Это длилось всего одно мгновение, на последнем вираже Жауме не успел повернуть руль, и их обоих с силой выбросило на шоссе.

Жауме покатился, скрючившись, пытаясь защититься от ушибов, потом встал и засмеялся, несмотря на боль. Пере лежал лицом вверх, с раскрытым ртом, глаза его неподвижно смотрели в одну сторону. Жауме еще раз рассмеялся, думая, что приятель решил подурачиться, подошел к нему и толкнул ногой в бок.

Но Пере не двигался. Он лежал, словно вдавленный в пыльную землю, как будто неожиданно стал очень-очень тяжелым. Глаза по-прежнему оставались широко открытыми, яркий солнечный свет не слепил их.
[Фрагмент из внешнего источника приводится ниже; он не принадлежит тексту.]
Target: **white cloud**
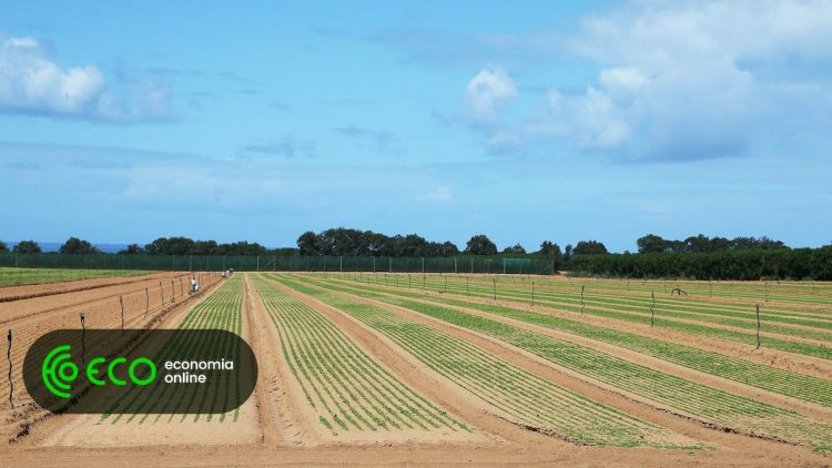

Жауме сел рядом на корточки — в глубине души он уже догадывался о страшной правде, но ни за что не хотел верить своим глазам — и стал трясти неподвижное тело, громко звать Пере, пытаясь заставить его вернуться к жизни. Потом он долго молча смотрел на своего друга, ожидая, что вот сейчас тот встанет и скажет, что притворялся. Разве можно умереть без ран и крови, только из-за маленькой царапины на лбу? Разве можно умереть так просто? Ведь Пере столько раз падал, но всегда поднимался, со стоном потирал ушибленную ногу и вдруг говорил, улыбаясь: «А все из-за тебя!» Почему же теперь он не смеется, не двигается и продолжает лежать в пыли? Какой он стал тяжелый! Это смерть, войдя в него, сделала тело таким тяжелым. А сколько раз и с какой легкостью Жауме таскал Пере на закорках, когда они играли в чехарду или в разбойников!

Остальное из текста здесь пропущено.